- sendfile() cannot be done with QUIC, since the QUIC stack runs in userspace. That means that data must be read into kernel memory, copied to the webserver's memory, then copied back into the kernel, then sent down to the NIC. Worse, if crypto is not offloaded, userspace also needs to encrypt the data.
- LSO/LRO are (mostly) not implemented in hardware for QUIC, meaning that the NIC is sent 1500b packets, rather than being sent a 64K packet that it segments down to 1500b.
- The crypto is designed to prevent MiTM attacks, which also makes doing NIC crypto offload a lot harder. I'm not currently aware of any mainstream (eg, not an FPGA by a startup) that can do inline TLS offload for QUIC.
There is work ongoing by a lot of folks to make this better. But at least for now, on the server side, Quic is roughly an order of magnitude less efficient than TCP.
I did some experiments last year for a talk I gave which approximated loosing the optimizations above. https://people.freebsd.org/~gallatin/talks/euro2022.pdf For a video CDN type workload with static content, we'd go from being about to serve ~400Gb/s per single-core AMD "rome" based EPYC (with plenty of CPU idle) to less than 100Gb/s per server with the CPU maxed out.
Workloads where the content is not static and has to be touched already in userspace, things won't be so comparatively bad.
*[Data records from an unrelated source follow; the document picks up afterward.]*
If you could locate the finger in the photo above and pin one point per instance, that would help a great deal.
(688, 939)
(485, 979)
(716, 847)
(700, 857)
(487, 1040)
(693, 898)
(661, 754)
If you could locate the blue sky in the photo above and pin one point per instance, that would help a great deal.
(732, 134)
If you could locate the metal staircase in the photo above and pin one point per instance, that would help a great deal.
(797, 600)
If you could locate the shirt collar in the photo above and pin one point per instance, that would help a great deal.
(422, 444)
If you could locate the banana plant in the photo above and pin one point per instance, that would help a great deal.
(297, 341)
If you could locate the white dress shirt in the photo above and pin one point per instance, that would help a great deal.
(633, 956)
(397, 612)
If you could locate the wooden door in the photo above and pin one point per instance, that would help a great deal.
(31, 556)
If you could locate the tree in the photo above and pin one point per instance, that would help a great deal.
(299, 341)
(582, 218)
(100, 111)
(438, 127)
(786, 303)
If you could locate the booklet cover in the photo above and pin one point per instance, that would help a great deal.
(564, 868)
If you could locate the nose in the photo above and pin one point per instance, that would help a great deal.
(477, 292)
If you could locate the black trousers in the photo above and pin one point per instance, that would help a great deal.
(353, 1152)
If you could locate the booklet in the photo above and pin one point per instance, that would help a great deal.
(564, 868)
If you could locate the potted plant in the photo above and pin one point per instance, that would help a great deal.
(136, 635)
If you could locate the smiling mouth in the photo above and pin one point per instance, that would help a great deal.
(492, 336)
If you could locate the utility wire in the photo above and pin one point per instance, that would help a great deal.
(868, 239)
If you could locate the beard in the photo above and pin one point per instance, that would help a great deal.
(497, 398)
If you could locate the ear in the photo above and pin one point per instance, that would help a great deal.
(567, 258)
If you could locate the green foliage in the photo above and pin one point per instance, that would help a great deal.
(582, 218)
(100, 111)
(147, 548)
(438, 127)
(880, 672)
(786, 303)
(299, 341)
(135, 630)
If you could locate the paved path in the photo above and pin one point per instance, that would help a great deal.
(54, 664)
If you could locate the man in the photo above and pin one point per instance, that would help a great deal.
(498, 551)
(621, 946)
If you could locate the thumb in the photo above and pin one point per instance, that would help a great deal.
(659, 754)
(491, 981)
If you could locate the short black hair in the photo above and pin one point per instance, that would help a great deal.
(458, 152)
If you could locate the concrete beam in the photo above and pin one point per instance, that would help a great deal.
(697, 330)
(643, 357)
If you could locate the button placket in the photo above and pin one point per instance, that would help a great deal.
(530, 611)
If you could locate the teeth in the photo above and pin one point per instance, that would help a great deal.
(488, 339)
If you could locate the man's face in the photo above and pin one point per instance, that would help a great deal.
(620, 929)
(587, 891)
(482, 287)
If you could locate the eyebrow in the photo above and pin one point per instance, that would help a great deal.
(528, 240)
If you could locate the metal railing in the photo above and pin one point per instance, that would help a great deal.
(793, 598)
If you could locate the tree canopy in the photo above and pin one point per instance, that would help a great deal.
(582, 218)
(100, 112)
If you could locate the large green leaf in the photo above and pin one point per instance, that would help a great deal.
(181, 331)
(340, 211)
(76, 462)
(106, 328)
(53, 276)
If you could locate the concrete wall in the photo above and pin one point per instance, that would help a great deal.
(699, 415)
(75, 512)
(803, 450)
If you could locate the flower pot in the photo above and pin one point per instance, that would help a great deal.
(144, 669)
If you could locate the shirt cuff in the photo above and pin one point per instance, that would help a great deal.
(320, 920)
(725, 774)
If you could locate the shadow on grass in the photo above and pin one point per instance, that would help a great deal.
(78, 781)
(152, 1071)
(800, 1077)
Huh? Surely what you're doing in the accelerated path is just AES encryption/ decryption with a parameterised key which can't be much different from TLS?
Then there’s the userspace work for assembling and encrypting all these tiny packets individually, and looking up the right datastructures (connections, streams).
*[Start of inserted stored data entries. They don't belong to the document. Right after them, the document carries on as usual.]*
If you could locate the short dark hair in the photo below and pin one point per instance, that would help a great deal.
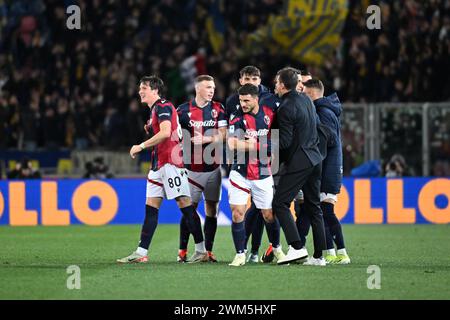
(154, 83)
(203, 77)
(289, 77)
(248, 89)
(250, 70)
(314, 84)
(305, 72)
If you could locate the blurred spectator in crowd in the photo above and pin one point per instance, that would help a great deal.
(24, 170)
(97, 169)
(397, 167)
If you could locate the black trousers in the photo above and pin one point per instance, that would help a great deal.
(289, 185)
And there’s challenges load balancing the load of multiple Quic connections or streams across CPU cores. If only one core dequeues UDP datagrams for all connections on an endpoint then those will be bottlenecked by that core - whereas for TCP the kernel and drivers can already do more work with multiple receive queues and threads. And while one can run multiple sockets and threads with port reuse, it poses other challenges if a packet for a certain connection gets routed to the wrong thread due to connection migration. Theres also solutions for that - eg in the form of sophisticated eBPF programs. But they require a lot of work and are hard to apply for regular users that just want to use QUIC as a library.